Eric Raoult est député UMP de la 12ème circonscription de Seine-St-Denis, qui regroupe les villes du Raincy, Clichy-sous-Bois, Livry Gargan, Vaujours, Coubron, et Montfermeil. Comme d’autres élus, il s’est retrouvé au centre de l’embrasement des banlieues. Maire du Raincy, Eric Raoult ne prend pas de détour pour donner son avis sur les suites des violences de novembre 2005. Il pointe du doigt le PS et les avocats des familles de Zyed et Bouna, « qui instrumentalisent cette affaire « . Pour lui, les choses avancent, plusieurs opérations sont en cours de réalisation, le plan de rénovation urbaine se met en place, les politiques en matière de développement économique se matérialisent à travers la mission locale et la zone franche. Interview.

Vous n’étiez pas à Clichy-sous-bois, samedi matin, lors du rassemblement en hommage à Zyed et Bouna, pourquoi ?

Je vais être franc avec vous, j’ai reçu le carton d’invitation, un de mes collaborateurs était présent ce matin, j’ai fait passer un message aux parents, je n’ai pas voulu que ma présence soit perçue comme une provocation. Je suis allé à plusieurs reprises à Clichy-sous-Bois, pour des expositions, des marches. Mais ce matin, je pense que je n’étais pas le bienvenu. Je ne savais pas quelles seraient les réactions, alors par pudeur, je n’y suis pas allé.

C’est tout de même incroyable que la présence du député de la circonscription puisse paraître comme une provocation…

Cette attitude de défiance et de provocation est orchestrée et manipulée. Lorsque les parents de Zyed l’ont enterré, il faut savoir que c’est la députée de Djerba qui a suivi les obsèques en Tunisie. L’épouse du Président CHIRAC est venue à l’hôpital voir Muhetin ALTUN. Vous savez, la compassion, la solidarité, on les met pas toujours en bandoulière. Ce qui s’est passé dans cette ville depuis lors, a été trop politisé.

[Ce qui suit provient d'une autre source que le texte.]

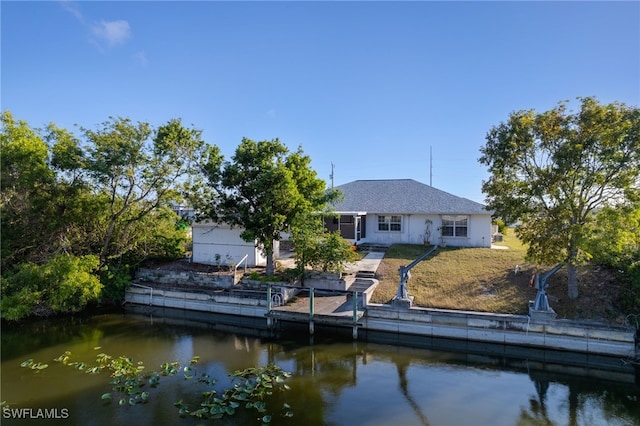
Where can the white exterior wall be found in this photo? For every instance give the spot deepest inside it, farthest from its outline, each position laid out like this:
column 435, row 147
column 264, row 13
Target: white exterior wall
column 210, row 240
column 414, row 226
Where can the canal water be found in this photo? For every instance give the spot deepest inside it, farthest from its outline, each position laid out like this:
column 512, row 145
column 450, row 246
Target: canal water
column 335, row 381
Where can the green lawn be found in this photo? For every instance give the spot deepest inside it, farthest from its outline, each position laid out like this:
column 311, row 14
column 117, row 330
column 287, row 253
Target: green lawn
column 483, row 279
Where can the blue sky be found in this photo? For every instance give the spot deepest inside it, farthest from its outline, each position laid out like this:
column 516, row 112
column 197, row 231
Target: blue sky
column 368, row 86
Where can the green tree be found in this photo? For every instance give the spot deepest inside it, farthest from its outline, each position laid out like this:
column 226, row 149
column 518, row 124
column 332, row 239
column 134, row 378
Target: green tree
column 135, row 169
column 263, row 190
column 318, row 248
column 614, row 241
column 63, row 284
column 26, row 182
column 552, row 170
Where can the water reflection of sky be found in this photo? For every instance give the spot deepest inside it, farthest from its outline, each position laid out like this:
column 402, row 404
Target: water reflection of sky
column 349, row 383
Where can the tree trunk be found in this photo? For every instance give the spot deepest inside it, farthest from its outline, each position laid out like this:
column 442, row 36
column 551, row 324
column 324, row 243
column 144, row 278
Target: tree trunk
column 270, row 267
column 268, row 251
column 572, row 279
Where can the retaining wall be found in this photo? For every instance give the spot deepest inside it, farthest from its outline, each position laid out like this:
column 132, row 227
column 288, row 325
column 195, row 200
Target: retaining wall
column 203, row 279
column 506, row 329
column 518, row 330
column 205, row 302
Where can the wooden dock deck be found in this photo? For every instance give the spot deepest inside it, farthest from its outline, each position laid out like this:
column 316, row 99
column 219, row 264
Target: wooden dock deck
column 322, row 308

Et si je suis arrivé lors du premier tour des législatives avec 5 voix d’avance devant le candidat socialiste, c’est parce qu’il y a aussi des gens qui disent après tout Raoult pour Clichy, ce n’est pas le diable !

A qui pensez-vous lorsque vous parlez de manipulation ?

A Clichy-sous-Bois, depuis les événements, on a voulu tendre l’atmosphère. Il faudrait sans doute que les avocats acceptent que la mémoire puisse rejoindre le souvenir dans le respect et hors des médias.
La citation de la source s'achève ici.